Uludağ Üniversitesi’nin 10 yıl öncesine ait yayınında, günümüzden farkı olmayan Bursa’nın 100 yılı aşkın öncesinin ciddi, ürküten haliyle karşılaştık.

Fen Edebilat Fakültesi’nin Sosyal Bilimler Dergisi’nde, 1890-1895 yılları  arasına ilişkin ‘Bursa’da Kolera Salgını ve Karantina Önlemleri’ anlatılıyor.
Bursa’nın yereliyle…
Yaşanan insani tehlikenin nedenlerine odaklanırken, “İstanbul ile birlikte, ülkenin pek çok yerinde kolera hastalığına karşı önlemler alınmıştır.” deniliyor.

Koronavirüs salgınının başlarında, Umre’den dönüşlerle vakaların artışı ve salgının yayıldığı gibi, koleranın da hacdan dönüşlerle yayıldığı vurgulanıyor.
O yıllarda da…
Salgınla mücadele için sağlık komisyonlarının oluşturulduğu belirtilirken, etkin bir mücadele için de, “Şehirde bulunan mahalleler, belediye meclis üyeleri arasında paylaştırılmıştır.” deniliyor.
Günlük hayatta…
Bireysel ve toplumsal;

Temizliğe yönelik önlem ve kısıtlamalarda, “Genellikle kadınlar tarafından evlerde el mancınıkları yardımıyla gerçekleştirilen ipekböceği işleme faaliyetlerine, geçici bir süreyle ara verilecektir.” hükmü de dikkati çekiyor.
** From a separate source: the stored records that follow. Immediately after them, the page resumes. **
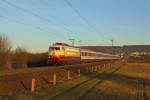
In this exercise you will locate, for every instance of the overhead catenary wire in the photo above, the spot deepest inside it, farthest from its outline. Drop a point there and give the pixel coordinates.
(83, 18)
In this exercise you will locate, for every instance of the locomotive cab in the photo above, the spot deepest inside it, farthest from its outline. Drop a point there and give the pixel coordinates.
(56, 54)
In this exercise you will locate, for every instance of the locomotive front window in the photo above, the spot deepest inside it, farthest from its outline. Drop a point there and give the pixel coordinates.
(54, 48)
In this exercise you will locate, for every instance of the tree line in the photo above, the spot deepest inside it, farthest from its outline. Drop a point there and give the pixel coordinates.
(18, 58)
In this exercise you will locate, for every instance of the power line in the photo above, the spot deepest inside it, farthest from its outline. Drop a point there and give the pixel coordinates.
(34, 14)
(82, 17)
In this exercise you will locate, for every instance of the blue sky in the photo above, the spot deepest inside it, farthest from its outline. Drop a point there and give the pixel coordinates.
(35, 24)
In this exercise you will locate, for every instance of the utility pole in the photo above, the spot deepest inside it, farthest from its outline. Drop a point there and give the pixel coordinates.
(72, 41)
(80, 41)
(112, 41)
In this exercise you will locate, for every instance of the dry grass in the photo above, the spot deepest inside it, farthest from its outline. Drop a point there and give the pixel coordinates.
(126, 84)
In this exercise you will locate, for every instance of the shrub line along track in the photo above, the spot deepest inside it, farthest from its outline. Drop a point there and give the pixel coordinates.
(94, 81)
(16, 80)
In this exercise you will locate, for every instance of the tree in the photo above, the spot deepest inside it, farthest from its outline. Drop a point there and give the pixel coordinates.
(5, 50)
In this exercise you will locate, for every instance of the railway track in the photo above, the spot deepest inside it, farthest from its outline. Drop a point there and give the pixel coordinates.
(20, 80)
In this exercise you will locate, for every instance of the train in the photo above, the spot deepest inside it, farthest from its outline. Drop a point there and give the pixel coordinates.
(61, 53)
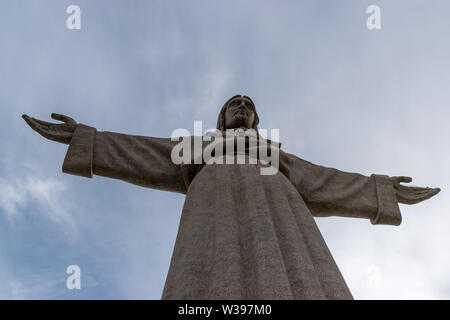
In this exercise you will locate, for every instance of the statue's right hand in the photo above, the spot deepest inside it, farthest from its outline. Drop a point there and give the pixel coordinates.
(60, 132)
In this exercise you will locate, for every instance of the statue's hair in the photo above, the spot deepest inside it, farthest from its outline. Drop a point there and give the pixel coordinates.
(221, 121)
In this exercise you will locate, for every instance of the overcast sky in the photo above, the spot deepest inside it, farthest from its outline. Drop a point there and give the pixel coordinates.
(341, 95)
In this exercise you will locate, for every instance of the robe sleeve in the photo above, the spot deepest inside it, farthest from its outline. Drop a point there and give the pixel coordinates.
(144, 161)
(331, 192)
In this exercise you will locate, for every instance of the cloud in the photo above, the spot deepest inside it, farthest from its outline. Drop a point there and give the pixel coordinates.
(43, 196)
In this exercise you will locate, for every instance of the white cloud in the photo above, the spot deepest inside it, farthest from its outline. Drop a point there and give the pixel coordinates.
(44, 196)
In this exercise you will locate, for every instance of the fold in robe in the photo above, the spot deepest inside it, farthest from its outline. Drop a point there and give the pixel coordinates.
(242, 235)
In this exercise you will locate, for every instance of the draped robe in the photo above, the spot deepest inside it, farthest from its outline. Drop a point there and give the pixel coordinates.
(242, 235)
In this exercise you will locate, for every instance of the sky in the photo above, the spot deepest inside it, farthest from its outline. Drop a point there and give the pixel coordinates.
(342, 96)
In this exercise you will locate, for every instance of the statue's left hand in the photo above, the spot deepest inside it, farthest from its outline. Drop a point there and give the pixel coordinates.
(59, 132)
(411, 195)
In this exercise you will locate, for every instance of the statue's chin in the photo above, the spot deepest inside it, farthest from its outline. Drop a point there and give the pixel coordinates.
(239, 122)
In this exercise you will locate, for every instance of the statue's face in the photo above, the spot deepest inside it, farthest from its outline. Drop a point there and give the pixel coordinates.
(240, 113)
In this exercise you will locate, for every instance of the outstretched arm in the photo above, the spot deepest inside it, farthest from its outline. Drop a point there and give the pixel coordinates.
(331, 192)
(143, 161)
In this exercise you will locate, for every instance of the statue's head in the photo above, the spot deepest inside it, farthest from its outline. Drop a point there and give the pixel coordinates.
(238, 112)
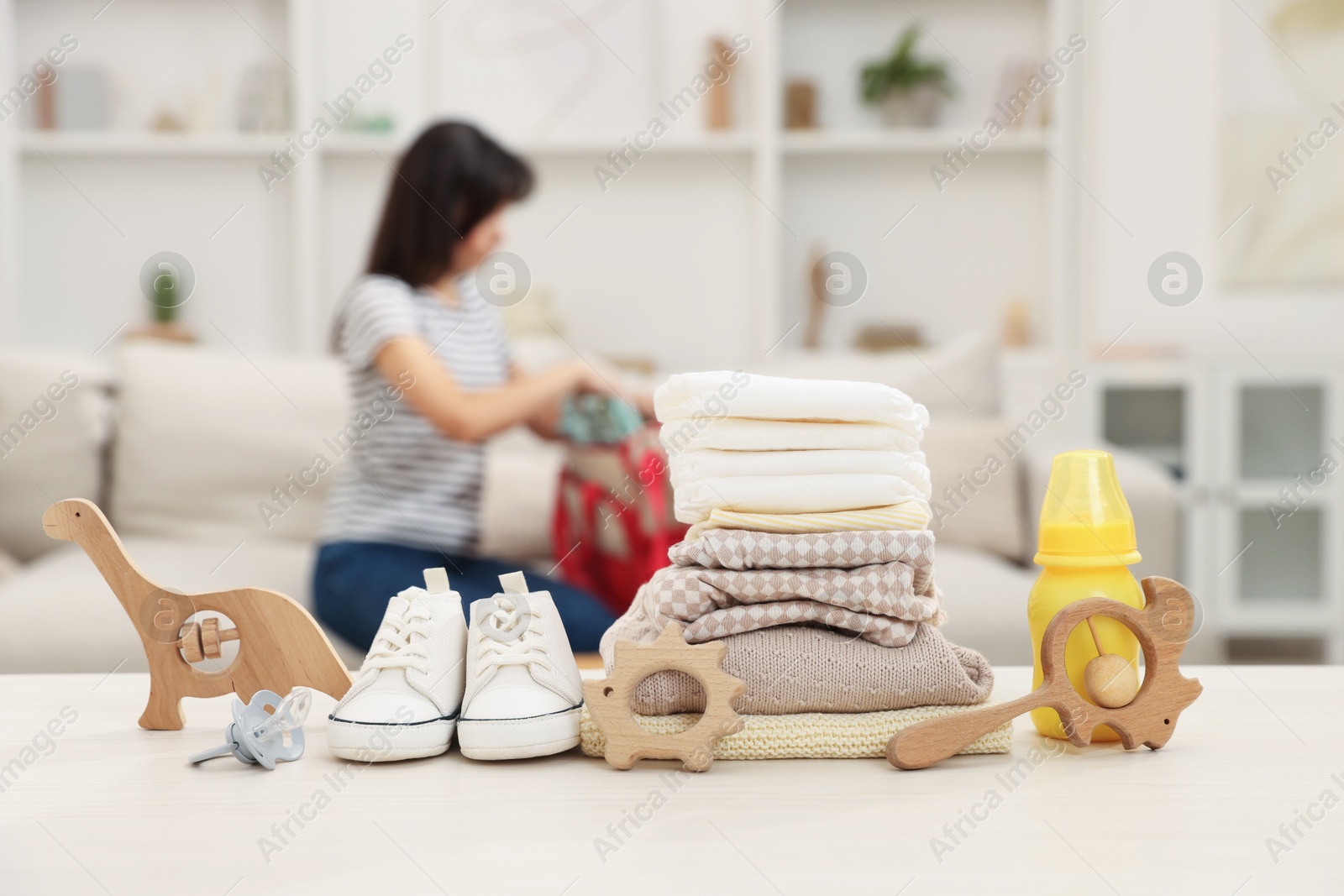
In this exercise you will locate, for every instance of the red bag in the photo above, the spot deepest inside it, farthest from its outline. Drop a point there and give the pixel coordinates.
(613, 519)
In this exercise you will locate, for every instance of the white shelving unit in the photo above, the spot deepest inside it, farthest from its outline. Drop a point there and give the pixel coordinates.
(792, 190)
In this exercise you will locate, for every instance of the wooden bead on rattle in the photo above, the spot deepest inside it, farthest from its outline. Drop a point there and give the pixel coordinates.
(1109, 679)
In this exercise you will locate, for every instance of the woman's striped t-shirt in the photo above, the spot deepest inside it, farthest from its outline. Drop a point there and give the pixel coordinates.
(402, 481)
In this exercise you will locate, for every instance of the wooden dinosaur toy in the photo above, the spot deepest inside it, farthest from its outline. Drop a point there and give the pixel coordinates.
(280, 645)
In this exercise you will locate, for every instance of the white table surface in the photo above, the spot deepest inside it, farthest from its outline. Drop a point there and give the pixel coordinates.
(114, 809)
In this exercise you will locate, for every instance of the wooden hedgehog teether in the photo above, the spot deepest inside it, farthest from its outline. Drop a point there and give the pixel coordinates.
(609, 701)
(1163, 627)
(280, 647)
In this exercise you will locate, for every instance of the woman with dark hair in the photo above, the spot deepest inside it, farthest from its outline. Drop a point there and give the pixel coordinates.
(417, 331)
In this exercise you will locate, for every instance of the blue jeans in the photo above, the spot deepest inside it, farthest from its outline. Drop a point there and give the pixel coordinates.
(354, 580)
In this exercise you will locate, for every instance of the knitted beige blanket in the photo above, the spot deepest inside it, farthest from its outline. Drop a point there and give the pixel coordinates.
(815, 735)
(873, 584)
(801, 668)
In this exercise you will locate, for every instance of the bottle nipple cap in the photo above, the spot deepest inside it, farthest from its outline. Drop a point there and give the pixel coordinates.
(1085, 519)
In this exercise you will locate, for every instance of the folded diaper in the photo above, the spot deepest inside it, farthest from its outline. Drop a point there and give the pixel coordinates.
(734, 434)
(711, 464)
(801, 668)
(776, 398)
(904, 515)
(692, 501)
(806, 735)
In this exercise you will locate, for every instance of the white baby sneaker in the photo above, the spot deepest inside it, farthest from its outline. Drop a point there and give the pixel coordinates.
(523, 689)
(407, 699)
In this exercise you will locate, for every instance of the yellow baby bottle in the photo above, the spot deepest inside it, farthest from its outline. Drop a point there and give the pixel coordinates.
(1086, 544)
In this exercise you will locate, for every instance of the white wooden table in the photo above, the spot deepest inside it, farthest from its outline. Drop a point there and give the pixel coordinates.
(107, 808)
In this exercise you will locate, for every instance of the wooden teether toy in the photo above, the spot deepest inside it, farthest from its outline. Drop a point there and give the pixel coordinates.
(627, 741)
(1163, 627)
(280, 647)
(1109, 680)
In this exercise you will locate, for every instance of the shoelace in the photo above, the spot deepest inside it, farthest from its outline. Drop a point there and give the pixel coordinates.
(393, 647)
(526, 649)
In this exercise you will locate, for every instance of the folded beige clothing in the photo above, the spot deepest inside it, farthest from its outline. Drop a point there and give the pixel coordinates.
(801, 668)
(877, 602)
(746, 550)
(734, 434)
(777, 398)
(790, 493)
(904, 515)
(808, 735)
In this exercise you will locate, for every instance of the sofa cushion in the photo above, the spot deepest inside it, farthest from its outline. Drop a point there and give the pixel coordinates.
(985, 600)
(978, 485)
(517, 495)
(206, 437)
(60, 598)
(54, 422)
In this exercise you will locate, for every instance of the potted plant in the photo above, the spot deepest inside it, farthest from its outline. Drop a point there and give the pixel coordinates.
(909, 90)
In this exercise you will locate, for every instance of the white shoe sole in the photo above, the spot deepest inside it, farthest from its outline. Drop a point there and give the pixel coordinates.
(519, 738)
(389, 741)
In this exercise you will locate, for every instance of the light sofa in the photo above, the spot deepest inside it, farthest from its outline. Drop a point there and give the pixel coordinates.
(185, 448)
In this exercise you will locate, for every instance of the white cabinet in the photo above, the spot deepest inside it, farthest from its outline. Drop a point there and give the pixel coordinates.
(1258, 463)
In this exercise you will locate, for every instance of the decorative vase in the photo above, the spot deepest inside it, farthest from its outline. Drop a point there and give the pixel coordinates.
(918, 107)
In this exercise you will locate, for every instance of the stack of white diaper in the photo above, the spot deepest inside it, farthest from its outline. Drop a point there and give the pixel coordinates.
(745, 449)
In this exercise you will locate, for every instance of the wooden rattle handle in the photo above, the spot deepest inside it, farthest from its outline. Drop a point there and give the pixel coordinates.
(936, 739)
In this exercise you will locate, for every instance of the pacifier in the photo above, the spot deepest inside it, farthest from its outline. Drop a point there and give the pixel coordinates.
(259, 735)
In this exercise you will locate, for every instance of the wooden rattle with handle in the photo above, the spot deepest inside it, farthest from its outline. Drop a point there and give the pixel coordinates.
(1163, 627)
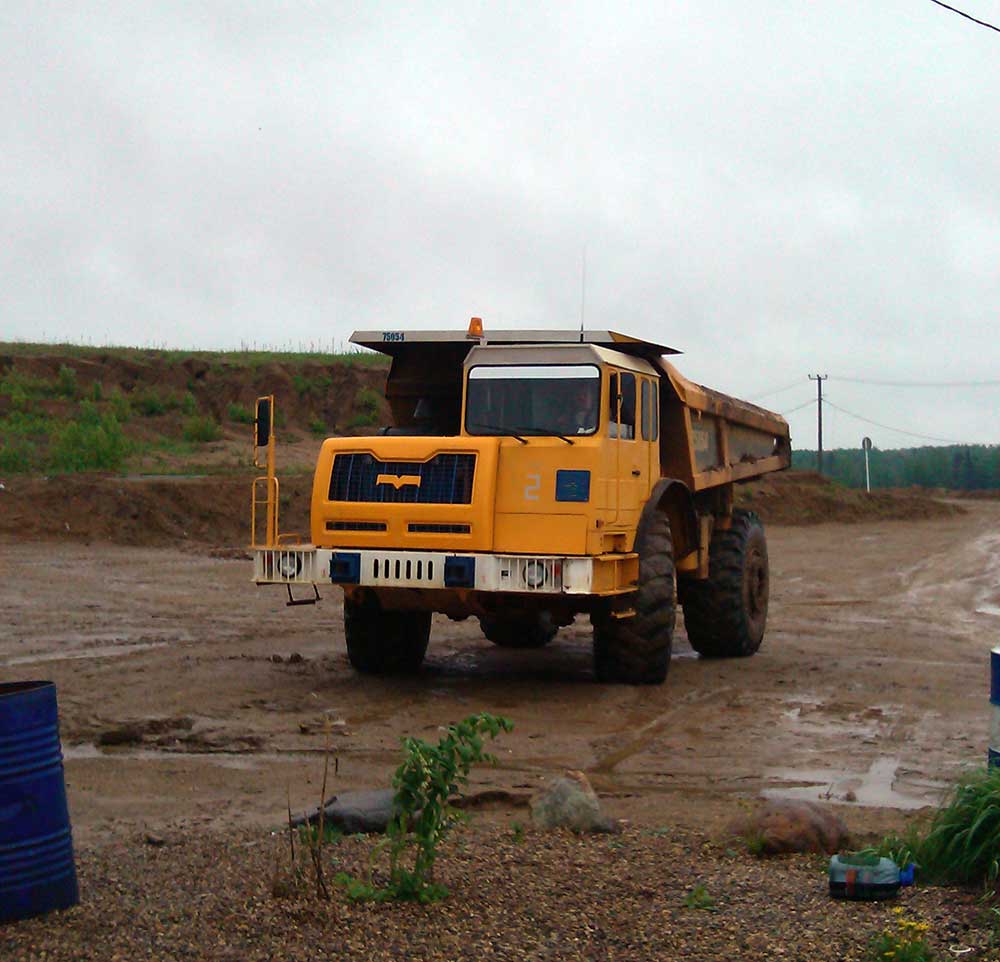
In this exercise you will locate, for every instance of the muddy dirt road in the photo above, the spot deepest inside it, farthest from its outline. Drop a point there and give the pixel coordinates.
(870, 689)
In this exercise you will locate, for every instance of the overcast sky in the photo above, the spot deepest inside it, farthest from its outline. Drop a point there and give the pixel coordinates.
(776, 189)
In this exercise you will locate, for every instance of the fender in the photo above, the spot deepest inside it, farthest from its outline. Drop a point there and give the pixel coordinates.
(674, 497)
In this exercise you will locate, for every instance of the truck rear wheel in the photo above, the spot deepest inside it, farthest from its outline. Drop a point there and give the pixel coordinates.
(526, 631)
(636, 650)
(383, 642)
(725, 616)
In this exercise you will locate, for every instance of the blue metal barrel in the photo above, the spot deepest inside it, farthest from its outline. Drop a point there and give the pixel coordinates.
(37, 873)
(993, 755)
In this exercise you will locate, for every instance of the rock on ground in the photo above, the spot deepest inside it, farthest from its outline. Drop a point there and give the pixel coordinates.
(570, 802)
(792, 826)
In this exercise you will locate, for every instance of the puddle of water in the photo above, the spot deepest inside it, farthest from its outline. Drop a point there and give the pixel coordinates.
(882, 786)
(98, 651)
(244, 761)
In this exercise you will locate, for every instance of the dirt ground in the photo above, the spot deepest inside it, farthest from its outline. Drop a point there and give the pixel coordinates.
(870, 689)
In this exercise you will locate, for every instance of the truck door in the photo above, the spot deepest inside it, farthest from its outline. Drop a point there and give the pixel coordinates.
(631, 456)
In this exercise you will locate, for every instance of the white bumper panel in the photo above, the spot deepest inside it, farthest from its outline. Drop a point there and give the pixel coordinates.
(304, 564)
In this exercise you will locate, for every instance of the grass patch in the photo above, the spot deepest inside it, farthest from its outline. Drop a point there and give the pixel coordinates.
(93, 443)
(239, 413)
(201, 429)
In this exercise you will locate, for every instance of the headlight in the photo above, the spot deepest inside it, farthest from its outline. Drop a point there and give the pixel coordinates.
(534, 574)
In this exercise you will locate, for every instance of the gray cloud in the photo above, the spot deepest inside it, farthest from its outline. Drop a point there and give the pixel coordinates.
(775, 190)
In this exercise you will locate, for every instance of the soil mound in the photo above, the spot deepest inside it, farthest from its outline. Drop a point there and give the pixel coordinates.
(805, 497)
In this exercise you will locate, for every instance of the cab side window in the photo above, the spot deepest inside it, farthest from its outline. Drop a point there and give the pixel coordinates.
(622, 425)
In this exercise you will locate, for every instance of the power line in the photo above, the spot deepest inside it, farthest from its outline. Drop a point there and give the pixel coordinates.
(931, 384)
(780, 390)
(967, 16)
(804, 404)
(889, 427)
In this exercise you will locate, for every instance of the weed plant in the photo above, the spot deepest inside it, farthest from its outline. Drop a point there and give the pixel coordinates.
(239, 413)
(902, 942)
(428, 778)
(962, 842)
(201, 429)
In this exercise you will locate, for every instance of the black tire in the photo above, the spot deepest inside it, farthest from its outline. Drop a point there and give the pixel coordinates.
(385, 642)
(725, 616)
(524, 631)
(636, 650)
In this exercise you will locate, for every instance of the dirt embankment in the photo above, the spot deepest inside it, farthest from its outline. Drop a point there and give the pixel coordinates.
(805, 497)
(215, 511)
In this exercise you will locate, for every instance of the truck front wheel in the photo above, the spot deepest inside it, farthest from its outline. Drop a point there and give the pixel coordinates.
(725, 615)
(636, 649)
(381, 642)
(525, 631)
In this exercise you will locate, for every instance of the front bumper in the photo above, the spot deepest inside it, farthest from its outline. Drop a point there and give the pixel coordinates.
(530, 574)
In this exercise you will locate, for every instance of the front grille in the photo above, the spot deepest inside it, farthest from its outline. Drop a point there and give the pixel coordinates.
(417, 528)
(444, 479)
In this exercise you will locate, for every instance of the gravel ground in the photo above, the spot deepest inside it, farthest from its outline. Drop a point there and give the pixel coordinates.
(534, 895)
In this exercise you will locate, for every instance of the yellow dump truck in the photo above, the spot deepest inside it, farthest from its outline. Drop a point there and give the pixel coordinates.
(530, 477)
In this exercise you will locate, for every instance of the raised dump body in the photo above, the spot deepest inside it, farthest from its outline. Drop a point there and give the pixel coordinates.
(530, 477)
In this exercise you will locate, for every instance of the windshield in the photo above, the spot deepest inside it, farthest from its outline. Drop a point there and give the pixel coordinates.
(552, 399)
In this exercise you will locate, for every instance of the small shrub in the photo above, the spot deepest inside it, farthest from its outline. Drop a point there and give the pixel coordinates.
(89, 445)
(121, 407)
(698, 898)
(17, 456)
(425, 782)
(361, 421)
(902, 943)
(239, 413)
(201, 429)
(962, 843)
(66, 385)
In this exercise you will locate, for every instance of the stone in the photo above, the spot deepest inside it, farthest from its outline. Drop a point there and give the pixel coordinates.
(352, 812)
(792, 826)
(570, 802)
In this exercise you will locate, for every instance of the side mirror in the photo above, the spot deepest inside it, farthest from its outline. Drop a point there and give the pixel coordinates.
(262, 429)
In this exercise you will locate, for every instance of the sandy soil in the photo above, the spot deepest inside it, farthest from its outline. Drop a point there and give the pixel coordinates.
(872, 684)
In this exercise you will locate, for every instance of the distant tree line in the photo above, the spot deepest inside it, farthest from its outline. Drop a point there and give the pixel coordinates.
(959, 467)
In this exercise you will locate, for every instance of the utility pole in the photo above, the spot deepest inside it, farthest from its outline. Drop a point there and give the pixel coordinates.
(819, 379)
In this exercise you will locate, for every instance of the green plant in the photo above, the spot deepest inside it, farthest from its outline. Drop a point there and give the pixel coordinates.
(94, 444)
(698, 898)
(66, 385)
(239, 413)
(756, 843)
(17, 456)
(201, 429)
(428, 778)
(962, 842)
(904, 942)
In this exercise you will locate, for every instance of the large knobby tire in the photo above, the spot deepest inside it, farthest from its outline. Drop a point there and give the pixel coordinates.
(383, 642)
(523, 631)
(636, 650)
(725, 616)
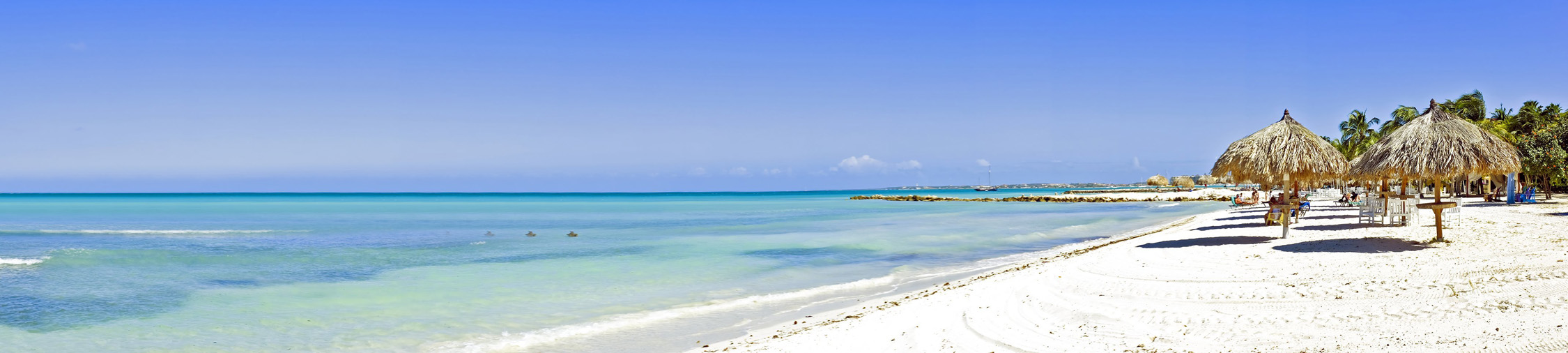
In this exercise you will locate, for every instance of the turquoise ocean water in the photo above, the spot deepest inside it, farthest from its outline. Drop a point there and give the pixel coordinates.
(651, 272)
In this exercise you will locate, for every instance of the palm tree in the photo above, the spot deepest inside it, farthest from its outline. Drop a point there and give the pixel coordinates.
(1528, 118)
(1357, 133)
(1471, 107)
(1397, 118)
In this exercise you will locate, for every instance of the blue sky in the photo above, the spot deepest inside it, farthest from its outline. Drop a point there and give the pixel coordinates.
(687, 96)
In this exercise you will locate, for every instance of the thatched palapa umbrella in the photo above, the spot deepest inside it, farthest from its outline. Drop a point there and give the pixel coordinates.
(1280, 154)
(1438, 147)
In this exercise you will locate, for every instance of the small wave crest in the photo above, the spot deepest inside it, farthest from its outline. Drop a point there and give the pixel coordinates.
(22, 262)
(521, 343)
(145, 231)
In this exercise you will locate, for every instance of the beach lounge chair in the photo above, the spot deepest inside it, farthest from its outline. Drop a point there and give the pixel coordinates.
(1372, 211)
(1528, 197)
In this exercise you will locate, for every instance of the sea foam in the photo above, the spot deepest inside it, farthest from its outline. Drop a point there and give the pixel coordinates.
(22, 262)
(145, 231)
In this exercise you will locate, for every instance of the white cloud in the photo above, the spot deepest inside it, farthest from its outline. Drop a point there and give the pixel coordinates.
(866, 164)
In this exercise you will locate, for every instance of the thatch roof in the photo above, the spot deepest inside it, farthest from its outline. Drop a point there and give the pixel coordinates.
(1284, 148)
(1158, 181)
(1438, 145)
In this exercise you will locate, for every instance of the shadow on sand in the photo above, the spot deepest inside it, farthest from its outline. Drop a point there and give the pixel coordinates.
(1353, 245)
(1328, 217)
(1238, 218)
(1206, 242)
(1231, 226)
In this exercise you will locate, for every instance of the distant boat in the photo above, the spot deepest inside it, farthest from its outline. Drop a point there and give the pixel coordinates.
(988, 187)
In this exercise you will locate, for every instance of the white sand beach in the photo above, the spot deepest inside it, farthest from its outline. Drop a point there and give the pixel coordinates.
(1225, 283)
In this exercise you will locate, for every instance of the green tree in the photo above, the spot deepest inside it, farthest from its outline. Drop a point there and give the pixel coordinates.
(1471, 105)
(1544, 154)
(1397, 118)
(1339, 145)
(1357, 133)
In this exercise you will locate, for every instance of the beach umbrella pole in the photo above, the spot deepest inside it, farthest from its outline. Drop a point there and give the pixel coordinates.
(1437, 213)
(1284, 218)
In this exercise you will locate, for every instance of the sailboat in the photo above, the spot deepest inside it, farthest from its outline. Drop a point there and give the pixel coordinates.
(988, 187)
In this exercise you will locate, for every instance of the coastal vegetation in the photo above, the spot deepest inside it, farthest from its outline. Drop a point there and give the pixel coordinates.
(1540, 133)
(1158, 181)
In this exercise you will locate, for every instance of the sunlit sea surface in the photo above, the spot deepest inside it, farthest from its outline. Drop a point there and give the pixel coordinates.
(650, 272)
Karantina uygulamasına ilişkin, “Mudanya ve Gemlik tarafından gelen gemilerin yolcuları ise, on günlük bir karantina süresine tabi tutulmuşlardır.” alıntısıyla da bugünlerden farkın olmadığı anlaşılıyor.
Getirilen kurallar açısından;

Aksi durumda ise, “Alınan kararların uygulanmasında görevini yapmayan devlet memurları veya yöre halkı hakkında kanuni muamele yapılacağı ilan edilmiştir.” alıntısı da, bugünleri anımsatmış oluyor.
…Ve!
Başka, çarpıcı detaydan daha söz edelim.

O yıllarda da;

Aşı teminiyle ilgili sorun bulunuyor, ama bugünkü salgından farklı olarak, doktor ihtiyacından söz ediliyor.
Hatta…
Valilik ile hükümet, karşı karşıya geliyor.
Bursa’yı da kapsayan;

Hüdavengidar Valiliği’nin, hükümetten acil aşı ve doktor talebinde bulunduğu ve gecikme sürünce de, hükümete şikayet dilekçesi gönderildiği belirtiliyor.
Hükümetin ise, aşıyı zamanında gönderdiği ama doktorların maaş tutarını düşük bularak, bölgeye gitmek istemediğini bildirdiği aktarılıyor.
Küçük Babı-Ali olarak bilinen;

Bursa’nın bu özelliği ve önemi,  100 öncesindeki salgınla da kendisini gösteriyor, “Salgın hastalıkla mücadele etmek için, dönemin yerel basını da üzerine düşen görevi yapmaya, halkı kolera konusunda bilinçlendirmeye çalışmıştır.” bilgisine yer veriliyor.
100 yıl da geçse…

Sağlık meselelerinde;

Tıbbın dili ve gerek gördüğü adımlar, toplum sağlığı için herkesin önemsemesi ve uyması gerekenleri ortaya koyuyor.

Bursa Uludağ Üniversitesi Rektörü Prof. Dr. Ahmet Saim Kılavuz’a, muazzam bir dijital bilgi hazinesini erişime açtıkları için ve araştırmayı kaleme akademisyen Dr. Nursal Kumaş’a, teşekkür ve tebriğimizi ifade ediyoruz.